„Na“, fragte die Zahnarzthelferin, als sie mir jüngst den Zahnstein aus den Zwischenräumen herauskratzte und ich mit offenem Mund praktisch wehrlos vor ihr lag, „schon Weihnachtsgeschenke gekauft?“ Ich gab einen gutturalen Laut von mir und verdrehte die Augen. Nicht nur, daß das so ziemlich die einzige Reaktion ist, zu der man während einer zahnärztlichen Prophylaxebehandlung fähig ist, sie war dem Gegenstand auch durchaus angemessen. Ich hatte noch kein einziges Weihnachtsgeschenk gekauft, ich gedachte, so wenig Geschenke wie möglich zu kaufen, ich bemühe mich, es Jahr für Jahr weniger werden zu lassen und werde vermutlich nur einige gute Gesten zustandebringen, die einen nicht völlig nackt dastehen lassen.

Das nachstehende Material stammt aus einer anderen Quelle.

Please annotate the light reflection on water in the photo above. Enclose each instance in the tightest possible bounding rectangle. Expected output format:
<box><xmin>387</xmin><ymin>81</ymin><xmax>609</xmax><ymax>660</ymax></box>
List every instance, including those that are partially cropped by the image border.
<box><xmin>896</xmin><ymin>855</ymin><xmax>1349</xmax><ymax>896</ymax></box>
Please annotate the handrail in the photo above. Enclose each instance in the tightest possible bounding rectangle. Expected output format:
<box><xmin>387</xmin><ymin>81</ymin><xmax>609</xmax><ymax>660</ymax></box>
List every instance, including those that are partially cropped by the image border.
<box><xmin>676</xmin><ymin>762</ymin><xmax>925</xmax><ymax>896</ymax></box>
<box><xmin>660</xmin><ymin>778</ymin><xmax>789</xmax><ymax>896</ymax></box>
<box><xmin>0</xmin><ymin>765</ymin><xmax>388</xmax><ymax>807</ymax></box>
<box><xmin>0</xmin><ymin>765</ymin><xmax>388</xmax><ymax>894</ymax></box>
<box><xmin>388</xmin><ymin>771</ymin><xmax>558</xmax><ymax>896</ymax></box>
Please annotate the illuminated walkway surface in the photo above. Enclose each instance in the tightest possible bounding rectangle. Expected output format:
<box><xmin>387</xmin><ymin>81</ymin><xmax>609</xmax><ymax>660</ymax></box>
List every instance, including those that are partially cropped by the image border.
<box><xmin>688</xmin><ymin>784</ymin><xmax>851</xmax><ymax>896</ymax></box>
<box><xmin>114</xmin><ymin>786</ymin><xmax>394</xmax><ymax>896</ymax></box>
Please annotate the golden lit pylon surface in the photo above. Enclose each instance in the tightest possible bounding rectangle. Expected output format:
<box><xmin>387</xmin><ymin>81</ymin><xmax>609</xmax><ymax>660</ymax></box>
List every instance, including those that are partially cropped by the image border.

Es ist nicht so, daß ich geizig bin, aber Geschenkpflicht zu bestimmten Tagen setzt mich unter eine unangenehme Art von Druck. Und es wird immer schlimmer, je älter man wird. Kinder haben es leicht, sie schreiben Wunschzettel mit haufenweise Spielzeug drauf, verschenken selbstgetöpferte Tonklumpen oder Gipsfladen mit ihrem Handabdruck drin und alle freuen sich. Wunderbar. Wenn sie größer werden, werden auch die Wünsche größer, dann wollen sie irgendwann nur noch Geld, sind darüber aber trotzdem froh. Doch je älter Menschen werden, desto anspruchsvoller werden sie, desto mehr haben sie schon und desto weniger brauchen sie noch. Eltern zum Beispiel neigen dazu, ziemlich komplett zu sein, und das, was sie noch nicht haben, eigentlich auch nicht wirklich zu wollen. Wenn man sie fragt, was sie sich zu Weihnachten wünschen, sagen sie: Wir haben ja alles, wir brauchen nichts.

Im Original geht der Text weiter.